Just a note, the word "bye" is only used when bidding someone farewell.  Use "by" for anything else then that situation.


----------



## Qureshpor

omlick said:


> Just a note, the word "bye" is only used when bidding someone farewell.  Use "by" for anything else then that situation.



I believe both by/bye-election are correct.


----------



## Koozagar

I think I have read bye-elections. In this guardian story, it is not even hyphenated. Anyhow, this is not an English forum so let's stick to the rules.


----------



## Gop

I have come across the phrase ‘zimnii taur par’ in the following text from Intezar Husain’s charaaGhoN kaa dhuaaN, but have no clue as to its exact meaning here. Could our friends help? Thanks:

پھر بھی کم از کم لاہور شہر کی حد تک ٹی ہاؤس کا ایک کونہ امتیاز حاصل تھا۔ شہر میں جس وکیل، جس

صحافی، جس پروفیسر کو جو افواہ یا جو پیشن گوئی دستیاب ہوتی یا اس نے پی پی سی پر جو مطلب کی بات سنی

ہوتی یا ٹائم یا نیوزویک میں بڑھی ہوتی، اسے لے کر وہ ٹی ہاؤس پہنچتاکہ شہر میں ایک یہ ٹھکانا تھا یا منڈلی

جہاں اس طرح کے ہر مال کی بہت کھپت تھی۔ ان دنوں ٹی ہاؤس میں کچھ زیادہ ہی مجمع رہتا تھا۔ وہ

زمانہ تو کبھی کا گذر چکا تھا، جب یہاں زوروشور سے بحث ادبی مسائل پر ہوا کرتی تھی۔ بین الاقوامی

صورتحال ہو یا ملک کا سیاسی احوال بس ضمنی طور پرہی زیر بحث آتا تھا۔


----------



## Qureshpor

On a subsidiary/secondary basis (not the main focus of events).


----------



## Gop

Qureshpor said:


> On a subsidiary/secondary basis (not the main focus of events).

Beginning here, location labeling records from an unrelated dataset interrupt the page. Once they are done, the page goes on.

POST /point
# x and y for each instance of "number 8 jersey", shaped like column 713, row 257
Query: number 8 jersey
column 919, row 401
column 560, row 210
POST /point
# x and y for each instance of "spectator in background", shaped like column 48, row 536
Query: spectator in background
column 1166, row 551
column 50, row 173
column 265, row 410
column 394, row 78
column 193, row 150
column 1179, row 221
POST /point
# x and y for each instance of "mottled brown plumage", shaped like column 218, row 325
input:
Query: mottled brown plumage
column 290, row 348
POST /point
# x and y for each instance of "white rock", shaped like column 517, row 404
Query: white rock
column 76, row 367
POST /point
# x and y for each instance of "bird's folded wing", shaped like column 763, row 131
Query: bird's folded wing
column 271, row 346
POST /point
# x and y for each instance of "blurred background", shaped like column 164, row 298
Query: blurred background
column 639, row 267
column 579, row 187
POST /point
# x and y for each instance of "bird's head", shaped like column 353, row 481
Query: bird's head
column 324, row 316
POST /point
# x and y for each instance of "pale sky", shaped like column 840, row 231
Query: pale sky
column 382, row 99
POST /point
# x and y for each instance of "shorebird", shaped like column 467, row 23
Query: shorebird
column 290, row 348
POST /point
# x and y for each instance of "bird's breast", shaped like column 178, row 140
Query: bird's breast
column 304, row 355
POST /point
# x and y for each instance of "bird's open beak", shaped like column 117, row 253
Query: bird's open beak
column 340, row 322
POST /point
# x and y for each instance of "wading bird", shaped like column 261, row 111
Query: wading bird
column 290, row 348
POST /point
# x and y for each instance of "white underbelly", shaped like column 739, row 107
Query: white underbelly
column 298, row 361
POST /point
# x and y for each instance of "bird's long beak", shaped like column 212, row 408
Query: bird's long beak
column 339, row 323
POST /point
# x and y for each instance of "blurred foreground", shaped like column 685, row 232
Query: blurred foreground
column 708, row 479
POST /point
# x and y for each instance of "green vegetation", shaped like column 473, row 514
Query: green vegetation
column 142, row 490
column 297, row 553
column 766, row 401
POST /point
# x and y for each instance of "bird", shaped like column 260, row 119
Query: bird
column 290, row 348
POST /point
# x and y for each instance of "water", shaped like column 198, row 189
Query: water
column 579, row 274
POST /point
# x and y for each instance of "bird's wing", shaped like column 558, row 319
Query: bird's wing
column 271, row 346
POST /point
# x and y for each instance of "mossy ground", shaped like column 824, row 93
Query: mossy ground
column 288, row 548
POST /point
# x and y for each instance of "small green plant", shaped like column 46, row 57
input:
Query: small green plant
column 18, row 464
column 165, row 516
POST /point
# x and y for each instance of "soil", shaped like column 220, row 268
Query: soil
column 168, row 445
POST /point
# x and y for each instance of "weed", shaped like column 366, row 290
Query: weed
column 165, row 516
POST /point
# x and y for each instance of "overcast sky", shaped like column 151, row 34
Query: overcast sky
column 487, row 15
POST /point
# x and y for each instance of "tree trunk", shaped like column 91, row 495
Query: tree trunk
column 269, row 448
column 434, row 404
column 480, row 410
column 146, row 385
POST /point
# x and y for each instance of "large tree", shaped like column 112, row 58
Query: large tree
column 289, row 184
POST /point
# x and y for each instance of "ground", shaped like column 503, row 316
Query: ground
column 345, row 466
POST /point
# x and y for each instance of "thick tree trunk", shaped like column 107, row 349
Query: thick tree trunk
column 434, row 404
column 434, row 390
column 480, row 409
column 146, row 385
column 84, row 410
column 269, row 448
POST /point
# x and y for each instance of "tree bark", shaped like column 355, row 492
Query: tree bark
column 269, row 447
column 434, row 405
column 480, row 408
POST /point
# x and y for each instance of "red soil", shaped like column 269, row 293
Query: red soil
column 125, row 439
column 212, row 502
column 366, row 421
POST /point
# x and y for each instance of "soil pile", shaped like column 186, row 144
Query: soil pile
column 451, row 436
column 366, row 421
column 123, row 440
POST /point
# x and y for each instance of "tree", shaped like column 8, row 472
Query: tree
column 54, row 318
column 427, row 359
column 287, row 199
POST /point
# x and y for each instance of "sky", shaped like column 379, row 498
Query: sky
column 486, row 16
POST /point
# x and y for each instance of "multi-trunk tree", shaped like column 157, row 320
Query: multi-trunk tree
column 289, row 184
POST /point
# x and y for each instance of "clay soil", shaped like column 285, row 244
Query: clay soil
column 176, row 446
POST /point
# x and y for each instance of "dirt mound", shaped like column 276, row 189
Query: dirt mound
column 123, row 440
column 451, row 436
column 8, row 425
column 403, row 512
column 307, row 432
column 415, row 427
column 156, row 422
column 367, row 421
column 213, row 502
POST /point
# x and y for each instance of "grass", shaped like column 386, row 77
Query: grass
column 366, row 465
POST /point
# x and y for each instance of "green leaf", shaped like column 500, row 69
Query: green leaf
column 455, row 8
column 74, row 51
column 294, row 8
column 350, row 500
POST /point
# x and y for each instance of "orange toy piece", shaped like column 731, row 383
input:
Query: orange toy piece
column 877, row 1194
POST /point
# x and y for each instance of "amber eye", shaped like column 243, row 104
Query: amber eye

Can we then say also for  ‘zimnii taur par hii’ ‘only incidentally’?


----------



## marrish

Gop said:


> Can we then say also for  ‘zimnii taur par hii’ ‘only incidentally’?


No, I'm afraid we can't say so. Just to add on top of Q SaaHib's exhaustive contributions, let me try to sketch what was meant here, like "those topics didn't come up in discussions unless on a tangent as a matter of secondary importance, in subsidiary relation to their literary debates".


----------



## Gop

marrish said:


> No, I'm afraid we can't say so. Just to add on top of Q SaaHib's exhaustive contributions, let me try to sketch what was meant here, like "those topics didn't come up in discussions unless on a tangent as a matter of secondary importance, in subsidiary relation to their literary debates".


I find this difficult to grasp. In post #5, QP SaaHib said ‘incidental = secondary.’


----------



## marrish

That post gives a list of meanings for the adjective but some of them do not always correspond in a given usage.


----------



## Gop

marrish said:


> That post gives a list of meanings for the adjective but some of them do not always correspond in a given usage.


I see now. Thank you.


----------